2009-01-08 Thread Brent Meeker

John Mikes wrote:
 Dear Bruno,
  
 I decided so many times not to reflect to the esoteric sci-fi 
 assumptions (thought experiments?) on this list - about situations 
 beyond common sense, their use as templates for consequences.
 Now, however, I can't control my 'mouse' - in random and probabilistics.
 *
 Bruno quotes in   --   lines, like the starting proposition:
 It is because an event can be random or probabilistic...
 *
 ...the perfect throwing of the perfect coin gives an random
 experience with a probability measure
 HEAD = 1/2, TAIL = 1/2
  
 Wrong.
 A PERFECT coin PERFECTLY thrown gives ALWAYS either HEAD or TAIL. It 
 is those imperfections unobserved(?) that makes the difference in the 
 outcome to 50-50. The only difference that really counts is the 
 starting condition - whether it is thrown head or tail UP.

Interestingly, the statistician Persis Diaconis can flip a coin so that 
it lands heads or tails as he chooses.   Many professional magicians can 
do it to.
  
 To your subsequent 3 questions the answer is YES - depending how you 
 identify 'probability'. (I don't).
 To your evaluating paragraph Fair Enough: fair enough.
 That makes my point.
 *
 The experiments with sleeping in the room with whiskey are above my 
 head (=my common sense). The Einstein conclusions show that even a big 
 genius like him cannot cope with epistemic enrichment coming AFTER his 
 time.  
 (Which extends into the contemporary novelties as well?!)
  
 ...Einstein missed comp by its conventionalist math blindness 
 perhaps, togethet with the fact that he was not interested in computer 
 science. ...
  
 I admire Kim's scientific tenacity to absorb your 'explanations' to 
 the level of asking resonable questions.
 I could not spend so much time to submerge myself - and - maybe I am 
 further away from your domain to do so.
  
 Thanks for the (*) added post scriptum, I missed it so far.
  
 One word of how I feel about probability:
 In the conventional (scientific/math) view we consider model domains 
 for our observation (interest). Within such domain we 'count' the item 
 in question (that is statistical) irrespective of occurrences beyond 
 the boundaries of that domain. The next occurrence in the future 
 history is undecided from a knowledge of the domain's past history in 
 our best effort: we can consider only the 'stuff' limited into our 
 model, cannot include effects from 'the rest of the world', so we 
 cannot tell a 'probability' of the 'next' occurrence at all.

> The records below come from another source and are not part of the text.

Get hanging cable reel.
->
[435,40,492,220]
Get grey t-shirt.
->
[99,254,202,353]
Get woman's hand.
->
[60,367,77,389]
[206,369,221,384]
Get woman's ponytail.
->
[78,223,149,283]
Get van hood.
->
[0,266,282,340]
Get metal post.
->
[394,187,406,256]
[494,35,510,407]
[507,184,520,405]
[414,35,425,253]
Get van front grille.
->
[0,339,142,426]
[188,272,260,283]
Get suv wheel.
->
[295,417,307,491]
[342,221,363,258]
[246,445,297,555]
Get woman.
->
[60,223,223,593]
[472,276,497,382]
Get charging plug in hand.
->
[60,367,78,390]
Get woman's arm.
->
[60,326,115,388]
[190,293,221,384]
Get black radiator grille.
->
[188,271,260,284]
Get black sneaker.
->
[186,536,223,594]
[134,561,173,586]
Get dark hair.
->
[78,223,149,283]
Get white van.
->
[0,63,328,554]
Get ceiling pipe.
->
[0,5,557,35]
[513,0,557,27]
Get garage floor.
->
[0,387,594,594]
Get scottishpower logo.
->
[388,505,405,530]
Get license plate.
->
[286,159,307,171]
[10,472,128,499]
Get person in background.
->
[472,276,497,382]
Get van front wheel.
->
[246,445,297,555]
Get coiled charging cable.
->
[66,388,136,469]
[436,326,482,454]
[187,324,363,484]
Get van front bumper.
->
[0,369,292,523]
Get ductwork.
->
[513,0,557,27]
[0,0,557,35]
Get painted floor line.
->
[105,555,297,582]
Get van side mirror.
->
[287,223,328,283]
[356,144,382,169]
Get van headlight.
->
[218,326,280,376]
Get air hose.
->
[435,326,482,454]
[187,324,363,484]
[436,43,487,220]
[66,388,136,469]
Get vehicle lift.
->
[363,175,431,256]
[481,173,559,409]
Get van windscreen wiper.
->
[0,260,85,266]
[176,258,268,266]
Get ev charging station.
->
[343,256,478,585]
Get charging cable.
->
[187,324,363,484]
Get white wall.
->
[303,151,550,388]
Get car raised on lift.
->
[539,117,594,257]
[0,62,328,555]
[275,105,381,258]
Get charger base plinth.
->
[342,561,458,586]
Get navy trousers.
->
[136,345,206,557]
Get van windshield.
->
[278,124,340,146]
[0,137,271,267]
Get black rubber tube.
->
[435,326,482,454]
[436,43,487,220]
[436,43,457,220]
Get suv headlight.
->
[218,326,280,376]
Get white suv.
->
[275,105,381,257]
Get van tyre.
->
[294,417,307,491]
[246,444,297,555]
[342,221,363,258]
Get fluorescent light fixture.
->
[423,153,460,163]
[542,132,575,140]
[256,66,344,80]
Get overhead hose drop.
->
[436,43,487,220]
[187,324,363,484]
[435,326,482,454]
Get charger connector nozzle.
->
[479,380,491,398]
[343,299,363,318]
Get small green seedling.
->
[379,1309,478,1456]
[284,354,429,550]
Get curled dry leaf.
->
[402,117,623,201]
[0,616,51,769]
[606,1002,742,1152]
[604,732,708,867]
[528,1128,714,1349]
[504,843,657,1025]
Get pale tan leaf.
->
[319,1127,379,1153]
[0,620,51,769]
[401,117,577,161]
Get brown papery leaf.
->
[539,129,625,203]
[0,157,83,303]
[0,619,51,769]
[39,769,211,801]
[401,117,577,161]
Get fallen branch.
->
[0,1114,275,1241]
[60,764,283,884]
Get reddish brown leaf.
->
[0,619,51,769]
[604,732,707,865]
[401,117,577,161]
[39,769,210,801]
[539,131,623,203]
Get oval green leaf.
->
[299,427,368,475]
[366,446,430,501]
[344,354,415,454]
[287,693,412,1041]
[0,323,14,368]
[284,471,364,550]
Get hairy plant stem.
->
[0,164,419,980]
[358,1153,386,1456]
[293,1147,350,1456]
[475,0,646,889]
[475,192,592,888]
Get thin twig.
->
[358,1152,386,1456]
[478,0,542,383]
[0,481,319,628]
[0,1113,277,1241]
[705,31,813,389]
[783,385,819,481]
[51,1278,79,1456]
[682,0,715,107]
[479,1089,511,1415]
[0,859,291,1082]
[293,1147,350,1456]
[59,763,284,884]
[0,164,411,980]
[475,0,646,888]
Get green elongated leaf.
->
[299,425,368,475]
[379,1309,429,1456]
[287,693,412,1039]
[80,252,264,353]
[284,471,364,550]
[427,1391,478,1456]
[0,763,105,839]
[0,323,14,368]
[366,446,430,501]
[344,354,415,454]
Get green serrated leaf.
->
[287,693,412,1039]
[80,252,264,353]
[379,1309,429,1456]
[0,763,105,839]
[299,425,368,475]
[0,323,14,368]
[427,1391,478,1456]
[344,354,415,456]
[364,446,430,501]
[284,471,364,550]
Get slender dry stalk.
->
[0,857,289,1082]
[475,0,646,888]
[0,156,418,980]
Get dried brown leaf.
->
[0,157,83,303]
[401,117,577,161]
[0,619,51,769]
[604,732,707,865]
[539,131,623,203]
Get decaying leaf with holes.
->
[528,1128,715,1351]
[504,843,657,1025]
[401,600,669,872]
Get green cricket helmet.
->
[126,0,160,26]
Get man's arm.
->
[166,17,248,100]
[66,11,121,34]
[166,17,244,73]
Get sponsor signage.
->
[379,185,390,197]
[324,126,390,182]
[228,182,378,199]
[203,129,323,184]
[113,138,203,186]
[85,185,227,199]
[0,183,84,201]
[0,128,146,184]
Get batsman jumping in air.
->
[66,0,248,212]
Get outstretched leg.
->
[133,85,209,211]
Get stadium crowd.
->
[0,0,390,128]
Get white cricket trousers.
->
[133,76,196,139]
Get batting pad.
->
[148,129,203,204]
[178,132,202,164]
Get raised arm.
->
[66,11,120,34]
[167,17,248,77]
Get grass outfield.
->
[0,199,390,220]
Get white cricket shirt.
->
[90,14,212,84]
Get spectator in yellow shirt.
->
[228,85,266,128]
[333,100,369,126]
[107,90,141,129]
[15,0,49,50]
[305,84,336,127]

 Ominscient is different. I am not.
I think it is an open question whether there is inherent randomness in 
quantum mechanics.  In Bohmian QM the randomness comes from ignorance of 
the rest of the world.  But the EPR experiments show that this can 
only hold if the influence of  the rest of the world is non-local 
(i.e. faster than light) and hence inconsistent with relativity.